The volume of data generated from SNP-based genomewide scans is vast compared with conventional microsatellite-based searches. Robust software for archiving, manipulating and integrating marker data is essential if searches based on SNPs are to become commonplace. The recent upgrade of GDAS™ 3.0 software (Affymetrix Inc.) and the latest release of the pedigree database program ProgenyLab 6.0 (Progeny Software, South Bend, IN) permit automated export of linkage format files with the option of selecting a set number of markers per file for the entire genome. ProgenyLab also allows integration of SNP and microsatellite marker data into a single overlapping set and automated removal of non-Mendelian errors before linkage file export. These programs combined with the latest release of GENEHUNTER v2.1_r5 (http://www.fhcrc.org/labs/kruglyak/Downloads/
) permit processing of more than 300 SNPs in a single run.

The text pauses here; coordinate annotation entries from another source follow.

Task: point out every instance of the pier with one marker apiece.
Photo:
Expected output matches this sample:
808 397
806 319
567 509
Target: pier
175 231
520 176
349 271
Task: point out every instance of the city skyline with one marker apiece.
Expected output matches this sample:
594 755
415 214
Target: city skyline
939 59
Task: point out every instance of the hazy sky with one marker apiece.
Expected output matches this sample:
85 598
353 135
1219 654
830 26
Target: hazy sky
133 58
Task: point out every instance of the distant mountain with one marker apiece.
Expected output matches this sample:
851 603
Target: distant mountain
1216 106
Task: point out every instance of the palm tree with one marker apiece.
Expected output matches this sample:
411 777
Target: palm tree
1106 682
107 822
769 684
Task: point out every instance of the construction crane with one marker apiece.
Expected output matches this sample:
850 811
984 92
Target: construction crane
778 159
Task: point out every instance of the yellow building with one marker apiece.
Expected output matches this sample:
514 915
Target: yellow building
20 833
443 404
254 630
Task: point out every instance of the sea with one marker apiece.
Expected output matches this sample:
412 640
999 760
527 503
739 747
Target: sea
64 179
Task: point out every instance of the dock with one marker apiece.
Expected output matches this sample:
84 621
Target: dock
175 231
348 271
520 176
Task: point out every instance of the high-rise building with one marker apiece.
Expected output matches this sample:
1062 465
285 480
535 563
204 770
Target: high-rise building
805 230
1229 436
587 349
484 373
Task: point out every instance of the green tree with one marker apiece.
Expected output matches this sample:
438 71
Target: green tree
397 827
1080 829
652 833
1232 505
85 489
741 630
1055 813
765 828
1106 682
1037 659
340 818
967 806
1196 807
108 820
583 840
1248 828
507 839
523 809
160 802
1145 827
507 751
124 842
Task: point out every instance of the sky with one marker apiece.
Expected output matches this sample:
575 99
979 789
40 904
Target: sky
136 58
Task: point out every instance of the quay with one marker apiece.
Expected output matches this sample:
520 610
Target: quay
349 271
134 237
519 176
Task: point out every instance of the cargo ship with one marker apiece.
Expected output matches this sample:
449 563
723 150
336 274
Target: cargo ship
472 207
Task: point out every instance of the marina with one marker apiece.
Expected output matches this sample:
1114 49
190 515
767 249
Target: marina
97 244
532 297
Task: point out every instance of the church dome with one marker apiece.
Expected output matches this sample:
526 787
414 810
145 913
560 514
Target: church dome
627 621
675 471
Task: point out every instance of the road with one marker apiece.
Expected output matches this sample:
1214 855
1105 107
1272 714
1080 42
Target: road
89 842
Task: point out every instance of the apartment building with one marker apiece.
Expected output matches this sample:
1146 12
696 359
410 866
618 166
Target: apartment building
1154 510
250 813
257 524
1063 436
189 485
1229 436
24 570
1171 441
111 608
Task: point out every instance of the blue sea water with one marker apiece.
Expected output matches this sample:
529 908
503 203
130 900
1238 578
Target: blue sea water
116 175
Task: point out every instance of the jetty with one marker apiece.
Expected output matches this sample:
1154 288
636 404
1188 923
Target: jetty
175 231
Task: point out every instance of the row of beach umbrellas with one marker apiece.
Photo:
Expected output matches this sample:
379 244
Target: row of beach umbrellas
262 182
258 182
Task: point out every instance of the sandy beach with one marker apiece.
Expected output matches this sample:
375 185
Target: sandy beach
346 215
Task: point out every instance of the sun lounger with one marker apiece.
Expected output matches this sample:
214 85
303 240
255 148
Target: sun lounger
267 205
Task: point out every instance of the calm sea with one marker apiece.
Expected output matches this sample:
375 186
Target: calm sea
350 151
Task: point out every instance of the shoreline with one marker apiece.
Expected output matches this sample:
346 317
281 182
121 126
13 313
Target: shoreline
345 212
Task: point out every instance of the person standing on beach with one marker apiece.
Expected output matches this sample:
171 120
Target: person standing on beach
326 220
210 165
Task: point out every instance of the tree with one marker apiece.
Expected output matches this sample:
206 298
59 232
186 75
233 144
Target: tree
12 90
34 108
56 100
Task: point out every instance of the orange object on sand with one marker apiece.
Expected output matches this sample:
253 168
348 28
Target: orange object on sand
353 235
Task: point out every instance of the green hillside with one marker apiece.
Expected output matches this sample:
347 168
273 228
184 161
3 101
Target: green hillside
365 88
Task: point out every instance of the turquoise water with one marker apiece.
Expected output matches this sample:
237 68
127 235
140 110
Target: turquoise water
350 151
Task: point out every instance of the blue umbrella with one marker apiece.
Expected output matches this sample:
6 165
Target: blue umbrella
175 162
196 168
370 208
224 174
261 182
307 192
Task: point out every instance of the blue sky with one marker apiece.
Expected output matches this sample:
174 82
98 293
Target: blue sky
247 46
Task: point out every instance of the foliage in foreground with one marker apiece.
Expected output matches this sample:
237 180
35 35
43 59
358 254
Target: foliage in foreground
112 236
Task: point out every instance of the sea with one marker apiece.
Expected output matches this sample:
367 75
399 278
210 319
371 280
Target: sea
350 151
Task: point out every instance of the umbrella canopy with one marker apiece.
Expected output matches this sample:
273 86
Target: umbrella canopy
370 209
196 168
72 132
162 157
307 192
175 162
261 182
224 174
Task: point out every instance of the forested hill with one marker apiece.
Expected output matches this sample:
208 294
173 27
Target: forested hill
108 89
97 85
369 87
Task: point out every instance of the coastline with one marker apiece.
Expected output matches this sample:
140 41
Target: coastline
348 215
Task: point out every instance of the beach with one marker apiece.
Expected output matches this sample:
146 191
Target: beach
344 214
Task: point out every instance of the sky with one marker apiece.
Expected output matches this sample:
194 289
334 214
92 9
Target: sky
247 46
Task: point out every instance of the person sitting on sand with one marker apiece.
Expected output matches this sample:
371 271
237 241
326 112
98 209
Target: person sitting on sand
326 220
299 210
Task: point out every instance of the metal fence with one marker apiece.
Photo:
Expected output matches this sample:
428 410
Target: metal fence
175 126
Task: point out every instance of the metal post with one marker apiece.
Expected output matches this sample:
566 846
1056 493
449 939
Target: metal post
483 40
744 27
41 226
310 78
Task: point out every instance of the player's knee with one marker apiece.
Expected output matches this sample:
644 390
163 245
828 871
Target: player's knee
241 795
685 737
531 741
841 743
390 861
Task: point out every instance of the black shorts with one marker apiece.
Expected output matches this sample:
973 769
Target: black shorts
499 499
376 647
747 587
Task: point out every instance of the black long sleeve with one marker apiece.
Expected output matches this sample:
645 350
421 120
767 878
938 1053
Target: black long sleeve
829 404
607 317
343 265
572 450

Such improvements in software go some way to address the inherent problems when using SNPs, however, further advances are required to produce seamless transition of SNP platforms to linkage statistics.
The performance of using a dense SNP marker set for conducting genomewide linkage screens is apparent from our analysis. In addition to the improved genetic resolution offered by these platforms over conventional microsatellite markers, they are inherently convenient as very small amounts of DNA are required (~250 ng) and additional samples can be readily typed at any given stage of a project. It is therefore clear on the basis of data presented herein that the platform, with certain caveats, provides a suitable alternative to using microsatellite markers for genomewide linkage searches. Our experience supports the view that genotyping platforms based on high-density SNP markers will shortly become the dominant technology for high-throughput linkage analyses.